I haven't nor will I speak ill of my WAW to my children and yes I do have my moments where I would like to spray but won't happen.

With regard to my attorney she is just telling it like it is and unfortunately the news isn't good for me on this front either. I have a couple choices that are doable 1) ask my WAW to remain in the house and share the cost of the mortgage etc. until the house is sold (could take months) 2) handle the entire mortgage etc. solo with possibly help from my family for the shortfall. Neither option is a pretty one.

As far as my drinking is concerned I did immediately enter a treatment center and haven't had a drink in 65 days and haven't had an urge. I never had what I would characterize as a significant drinking problem but my WAW had problem with it and that is more important than what I thought. She no longer has that complaint in her quiver moving forward.

With regard to custody my WAW has no problem with providing me with joint custody/joint legal custody etc. with a 50/50 split. She never really did. Her behavior toward custody seems borne out of a desire (speculation) to have as much free time to further cultivate her relationship with the OM. He happens to live 2,000 miles away and a weekend get together can be expensive and problematic.

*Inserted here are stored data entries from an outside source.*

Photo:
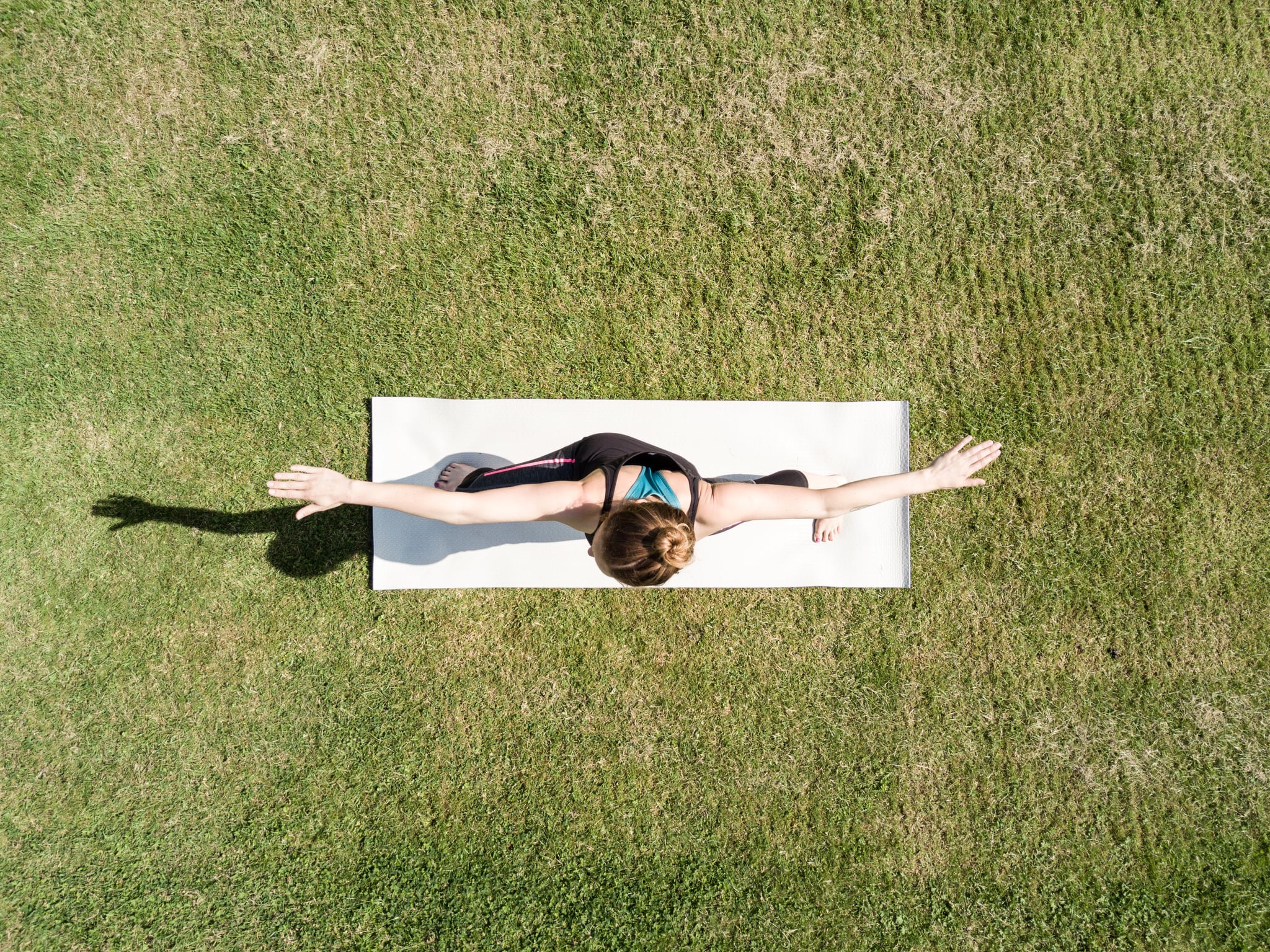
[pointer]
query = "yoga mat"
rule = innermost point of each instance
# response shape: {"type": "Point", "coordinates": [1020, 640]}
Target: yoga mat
{"type": "Point", "coordinates": [414, 438]}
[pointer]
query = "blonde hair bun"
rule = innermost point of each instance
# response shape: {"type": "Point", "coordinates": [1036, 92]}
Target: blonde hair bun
{"type": "Point", "coordinates": [675, 543]}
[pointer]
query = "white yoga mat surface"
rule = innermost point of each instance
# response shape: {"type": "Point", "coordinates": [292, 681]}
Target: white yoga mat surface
{"type": "Point", "coordinates": [414, 438]}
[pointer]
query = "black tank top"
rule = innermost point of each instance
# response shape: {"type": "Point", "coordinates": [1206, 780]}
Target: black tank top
{"type": "Point", "coordinates": [613, 451]}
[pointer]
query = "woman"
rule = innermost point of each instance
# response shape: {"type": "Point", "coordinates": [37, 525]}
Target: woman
{"type": "Point", "coordinates": [648, 535]}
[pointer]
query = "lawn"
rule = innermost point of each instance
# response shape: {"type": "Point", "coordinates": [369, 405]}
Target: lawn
{"type": "Point", "coordinates": [225, 226]}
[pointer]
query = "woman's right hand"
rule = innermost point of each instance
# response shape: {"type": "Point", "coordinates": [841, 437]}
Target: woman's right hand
{"type": "Point", "coordinates": [324, 489]}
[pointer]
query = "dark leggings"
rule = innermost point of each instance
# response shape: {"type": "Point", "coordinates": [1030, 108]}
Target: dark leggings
{"type": "Point", "coordinates": [549, 468]}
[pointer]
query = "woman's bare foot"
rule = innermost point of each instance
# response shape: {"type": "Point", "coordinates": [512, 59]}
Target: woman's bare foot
{"type": "Point", "coordinates": [453, 475]}
{"type": "Point", "coordinates": [826, 530]}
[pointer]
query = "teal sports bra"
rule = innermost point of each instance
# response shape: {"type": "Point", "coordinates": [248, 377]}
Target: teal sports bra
{"type": "Point", "coordinates": [651, 483]}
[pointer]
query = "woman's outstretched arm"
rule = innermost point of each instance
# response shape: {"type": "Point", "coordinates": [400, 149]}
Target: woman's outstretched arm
{"type": "Point", "coordinates": [326, 489]}
{"type": "Point", "coordinates": [744, 502]}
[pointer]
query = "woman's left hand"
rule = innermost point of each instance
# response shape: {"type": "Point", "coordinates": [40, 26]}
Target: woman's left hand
{"type": "Point", "coordinates": [953, 470]}
{"type": "Point", "coordinates": [324, 489]}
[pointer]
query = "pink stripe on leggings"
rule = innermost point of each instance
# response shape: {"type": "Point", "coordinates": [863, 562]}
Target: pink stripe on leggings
{"type": "Point", "coordinates": [535, 463]}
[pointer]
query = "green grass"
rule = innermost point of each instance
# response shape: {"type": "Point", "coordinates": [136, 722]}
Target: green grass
{"type": "Point", "coordinates": [223, 228]}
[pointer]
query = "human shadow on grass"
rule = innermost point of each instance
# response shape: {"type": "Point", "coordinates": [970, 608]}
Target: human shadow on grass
{"type": "Point", "coordinates": [324, 541]}
{"type": "Point", "coordinates": [300, 549]}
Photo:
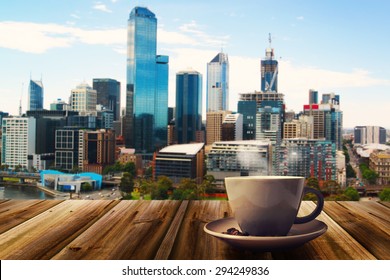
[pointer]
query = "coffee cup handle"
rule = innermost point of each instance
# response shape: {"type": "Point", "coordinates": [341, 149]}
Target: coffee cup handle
{"type": "Point", "coordinates": [317, 210]}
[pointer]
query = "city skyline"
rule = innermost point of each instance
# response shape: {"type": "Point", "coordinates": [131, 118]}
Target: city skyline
{"type": "Point", "coordinates": [329, 47]}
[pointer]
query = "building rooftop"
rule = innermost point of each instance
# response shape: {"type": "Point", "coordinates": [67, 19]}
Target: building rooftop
{"type": "Point", "coordinates": [243, 142]}
{"type": "Point", "coordinates": [188, 149]}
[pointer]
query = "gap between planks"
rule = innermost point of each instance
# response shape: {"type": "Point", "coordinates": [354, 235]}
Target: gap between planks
{"type": "Point", "coordinates": [166, 246]}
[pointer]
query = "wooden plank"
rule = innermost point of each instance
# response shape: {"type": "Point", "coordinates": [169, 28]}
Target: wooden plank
{"type": "Point", "coordinates": [44, 235]}
{"type": "Point", "coordinates": [15, 212]}
{"type": "Point", "coordinates": [366, 224]}
{"type": "Point", "coordinates": [131, 230]}
{"type": "Point", "coordinates": [385, 203]}
{"type": "Point", "coordinates": [335, 244]}
{"type": "Point", "coordinates": [371, 211]}
{"type": "Point", "coordinates": [193, 243]}
{"type": "Point", "coordinates": [167, 244]}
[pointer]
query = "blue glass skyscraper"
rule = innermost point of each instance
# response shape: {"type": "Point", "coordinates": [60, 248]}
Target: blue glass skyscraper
{"type": "Point", "coordinates": [35, 95]}
{"type": "Point", "coordinates": [218, 83]}
{"type": "Point", "coordinates": [146, 119]}
{"type": "Point", "coordinates": [188, 106]}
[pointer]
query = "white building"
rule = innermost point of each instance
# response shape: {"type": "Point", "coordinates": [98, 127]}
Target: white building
{"type": "Point", "coordinates": [218, 83]}
{"type": "Point", "coordinates": [83, 99]}
{"type": "Point", "coordinates": [18, 141]}
{"type": "Point", "coordinates": [232, 127]}
{"type": "Point", "coordinates": [239, 158]}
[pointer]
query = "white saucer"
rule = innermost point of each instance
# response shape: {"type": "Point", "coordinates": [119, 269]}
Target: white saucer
{"type": "Point", "coordinates": [298, 235]}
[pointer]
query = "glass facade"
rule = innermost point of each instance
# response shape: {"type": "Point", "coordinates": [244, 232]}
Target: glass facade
{"type": "Point", "coordinates": [269, 72]}
{"type": "Point", "coordinates": [188, 106]}
{"type": "Point", "coordinates": [67, 149]}
{"type": "Point", "coordinates": [248, 111]}
{"type": "Point", "coordinates": [218, 84]}
{"type": "Point", "coordinates": [147, 85]}
{"type": "Point", "coordinates": [35, 95]}
{"type": "Point", "coordinates": [108, 94]}
{"type": "Point", "coordinates": [308, 158]}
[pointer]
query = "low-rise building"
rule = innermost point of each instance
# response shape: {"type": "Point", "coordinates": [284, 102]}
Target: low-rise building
{"type": "Point", "coordinates": [380, 163]}
{"type": "Point", "coordinates": [239, 158]}
{"type": "Point", "coordinates": [180, 161]}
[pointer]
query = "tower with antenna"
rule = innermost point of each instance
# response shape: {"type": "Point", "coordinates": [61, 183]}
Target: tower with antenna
{"type": "Point", "coordinates": [269, 69]}
{"type": "Point", "coordinates": [20, 101]}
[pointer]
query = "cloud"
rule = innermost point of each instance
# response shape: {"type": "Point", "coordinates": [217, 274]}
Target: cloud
{"type": "Point", "coordinates": [101, 7]}
{"type": "Point", "coordinates": [193, 31]}
{"type": "Point", "coordinates": [43, 37]}
{"type": "Point", "coordinates": [75, 16]}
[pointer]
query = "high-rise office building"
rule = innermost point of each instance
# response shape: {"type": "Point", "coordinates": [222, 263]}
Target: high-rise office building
{"type": "Point", "coordinates": [99, 150]}
{"type": "Point", "coordinates": [83, 99]}
{"type": "Point", "coordinates": [308, 158]}
{"type": "Point", "coordinates": [35, 95]}
{"type": "Point", "coordinates": [260, 97]}
{"type": "Point", "coordinates": [327, 119]}
{"type": "Point", "coordinates": [232, 127]}
{"type": "Point", "coordinates": [248, 111]}
{"type": "Point", "coordinates": [313, 96]}
{"type": "Point", "coordinates": [108, 94]}
{"type": "Point", "coordinates": [269, 122]}
{"type": "Point", "coordinates": [218, 83]}
{"type": "Point", "coordinates": [146, 119]}
{"type": "Point", "coordinates": [369, 135]}
{"type": "Point", "coordinates": [269, 71]}
{"type": "Point", "coordinates": [188, 118]}
{"type": "Point", "coordinates": [18, 141]}
{"type": "Point", "coordinates": [59, 105]}
{"type": "Point", "coordinates": [214, 122]}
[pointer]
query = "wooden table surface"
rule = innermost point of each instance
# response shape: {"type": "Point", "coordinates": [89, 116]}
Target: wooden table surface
{"type": "Point", "coordinates": [113, 229]}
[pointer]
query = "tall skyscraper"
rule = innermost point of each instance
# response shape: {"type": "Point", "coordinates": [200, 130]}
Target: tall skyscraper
{"type": "Point", "coordinates": [269, 70]}
{"type": "Point", "coordinates": [146, 119]}
{"type": "Point", "coordinates": [109, 95]}
{"type": "Point", "coordinates": [18, 141]}
{"type": "Point", "coordinates": [35, 95]}
{"type": "Point", "coordinates": [313, 96]}
{"type": "Point", "coordinates": [327, 119]}
{"type": "Point", "coordinates": [188, 106]}
{"type": "Point", "coordinates": [218, 83]}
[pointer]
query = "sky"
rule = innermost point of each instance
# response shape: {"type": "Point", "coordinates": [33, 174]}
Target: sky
{"type": "Point", "coordinates": [331, 46]}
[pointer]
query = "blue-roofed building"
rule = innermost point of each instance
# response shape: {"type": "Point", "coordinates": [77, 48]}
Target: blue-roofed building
{"type": "Point", "coordinates": [66, 182]}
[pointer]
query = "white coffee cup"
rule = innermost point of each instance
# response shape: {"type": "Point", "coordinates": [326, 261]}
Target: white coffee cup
{"type": "Point", "coordinates": [268, 205]}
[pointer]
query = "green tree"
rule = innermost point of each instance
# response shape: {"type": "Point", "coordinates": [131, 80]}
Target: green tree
{"type": "Point", "coordinates": [350, 172]}
{"type": "Point", "coordinates": [331, 187]}
{"type": "Point", "coordinates": [149, 172]}
{"type": "Point", "coordinates": [351, 194]}
{"type": "Point", "coordinates": [188, 189]}
{"type": "Point", "coordinates": [368, 174]}
{"type": "Point", "coordinates": [208, 184]}
{"type": "Point", "coordinates": [130, 168]}
{"type": "Point", "coordinates": [18, 168]}
{"type": "Point", "coordinates": [384, 195]}
{"type": "Point", "coordinates": [127, 183]}
{"type": "Point", "coordinates": [161, 188]}
{"type": "Point", "coordinates": [76, 169]}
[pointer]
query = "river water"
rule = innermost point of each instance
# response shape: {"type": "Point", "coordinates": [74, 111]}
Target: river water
{"type": "Point", "coordinates": [15, 192]}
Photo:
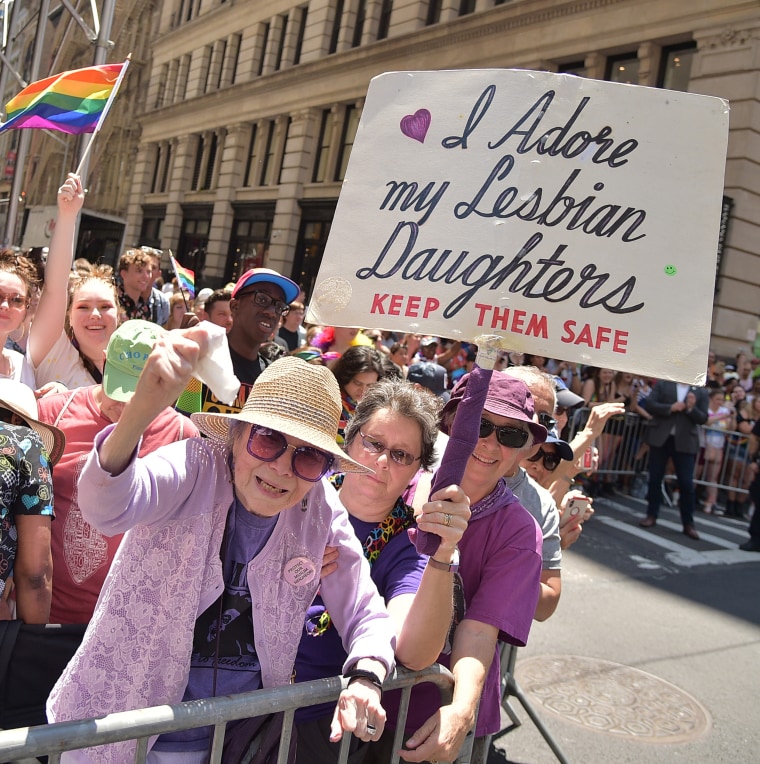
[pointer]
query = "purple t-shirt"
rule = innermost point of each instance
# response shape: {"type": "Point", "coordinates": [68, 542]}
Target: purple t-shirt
{"type": "Point", "coordinates": [397, 570]}
{"type": "Point", "coordinates": [499, 580]}
{"type": "Point", "coordinates": [230, 626]}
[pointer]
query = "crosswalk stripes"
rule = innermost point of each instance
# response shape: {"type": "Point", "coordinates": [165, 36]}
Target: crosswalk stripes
{"type": "Point", "coordinates": [722, 534]}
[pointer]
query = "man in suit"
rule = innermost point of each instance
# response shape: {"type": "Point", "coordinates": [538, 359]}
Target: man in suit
{"type": "Point", "coordinates": [678, 410]}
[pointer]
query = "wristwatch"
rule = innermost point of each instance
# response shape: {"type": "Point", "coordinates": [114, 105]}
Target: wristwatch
{"type": "Point", "coordinates": [452, 567]}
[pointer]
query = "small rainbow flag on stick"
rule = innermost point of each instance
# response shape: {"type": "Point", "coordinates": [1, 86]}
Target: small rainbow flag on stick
{"type": "Point", "coordinates": [72, 102]}
{"type": "Point", "coordinates": [185, 277]}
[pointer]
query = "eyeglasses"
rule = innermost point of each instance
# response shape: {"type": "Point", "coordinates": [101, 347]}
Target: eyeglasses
{"type": "Point", "coordinates": [14, 300]}
{"type": "Point", "coordinates": [551, 459]}
{"type": "Point", "coordinates": [511, 437]}
{"type": "Point", "coordinates": [308, 463]}
{"type": "Point", "coordinates": [265, 300]}
{"type": "Point", "coordinates": [398, 455]}
{"type": "Point", "coordinates": [547, 420]}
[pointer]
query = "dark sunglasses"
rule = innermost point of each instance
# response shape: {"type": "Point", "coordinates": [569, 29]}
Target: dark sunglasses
{"type": "Point", "coordinates": [308, 463]}
{"type": "Point", "coordinates": [511, 437]}
{"type": "Point", "coordinates": [547, 420]}
{"type": "Point", "coordinates": [551, 460]}
{"type": "Point", "coordinates": [265, 300]}
{"type": "Point", "coordinates": [398, 455]}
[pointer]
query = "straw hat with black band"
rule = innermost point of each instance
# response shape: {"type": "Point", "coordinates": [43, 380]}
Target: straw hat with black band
{"type": "Point", "coordinates": [18, 398]}
{"type": "Point", "coordinates": [297, 399]}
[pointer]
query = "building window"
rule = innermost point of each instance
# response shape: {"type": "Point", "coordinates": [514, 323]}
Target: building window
{"type": "Point", "coordinates": [193, 240]}
{"type": "Point", "coordinates": [249, 240]}
{"type": "Point", "coordinates": [161, 90]}
{"type": "Point", "coordinates": [623, 69]}
{"type": "Point", "coordinates": [434, 12]}
{"type": "Point", "coordinates": [156, 166]}
{"type": "Point", "coordinates": [301, 34]}
{"type": "Point", "coordinates": [336, 27]}
{"type": "Point", "coordinates": [210, 162]}
{"type": "Point", "coordinates": [183, 72]}
{"type": "Point", "coordinates": [208, 52]}
{"type": "Point", "coordinates": [267, 165]}
{"type": "Point", "coordinates": [385, 19]}
{"type": "Point", "coordinates": [675, 67]}
{"type": "Point", "coordinates": [347, 140]}
{"type": "Point", "coordinates": [361, 13]}
{"type": "Point", "coordinates": [281, 44]}
{"type": "Point", "coordinates": [234, 53]}
{"type": "Point", "coordinates": [577, 68]}
{"type": "Point", "coordinates": [164, 184]}
{"type": "Point", "coordinates": [198, 163]}
{"type": "Point", "coordinates": [251, 164]}
{"type": "Point", "coordinates": [263, 50]}
{"type": "Point", "coordinates": [323, 147]}
{"type": "Point", "coordinates": [285, 147]}
{"type": "Point", "coordinates": [221, 55]}
{"type": "Point", "coordinates": [152, 226]}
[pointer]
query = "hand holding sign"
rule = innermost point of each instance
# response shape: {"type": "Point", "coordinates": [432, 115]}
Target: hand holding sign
{"type": "Point", "coordinates": [567, 217]}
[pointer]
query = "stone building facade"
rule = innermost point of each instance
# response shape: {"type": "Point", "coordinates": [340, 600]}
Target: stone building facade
{"type": "Point", "coordinates": [248, 111]}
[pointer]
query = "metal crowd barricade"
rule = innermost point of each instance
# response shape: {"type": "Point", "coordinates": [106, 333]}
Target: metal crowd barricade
{"type": "Point", "coordinates": [511, 689]}
{"type": "Point", "coordinates": [623, 452]}
{"type": "Point", "coordinates": [141, 724]}
{"type": "Point", "coordinates": [735, 472]}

I wouldn't be surprised if she was willing to have them for less than 50% of the time which I think most mothers would find unbelievable.

My WAW's other major issues with me were anger management, not helping out around the house more and with the kids. I now do as much around the house or more than she does and when I am home I handle my fair share of the kids as well and enjoy it. My anger issues have generally been related to driving and she has been in car with me maybe two times since she filed and of course I haven't shown any anger.

I am without a doubt culpable in creating an environment that may have allowed the door to open for this affair to have taken root. I won't, however, take the blame on WAW's decision to take the bait. Hindsight is 20/20 but I can't change the past as much as I wish I could now.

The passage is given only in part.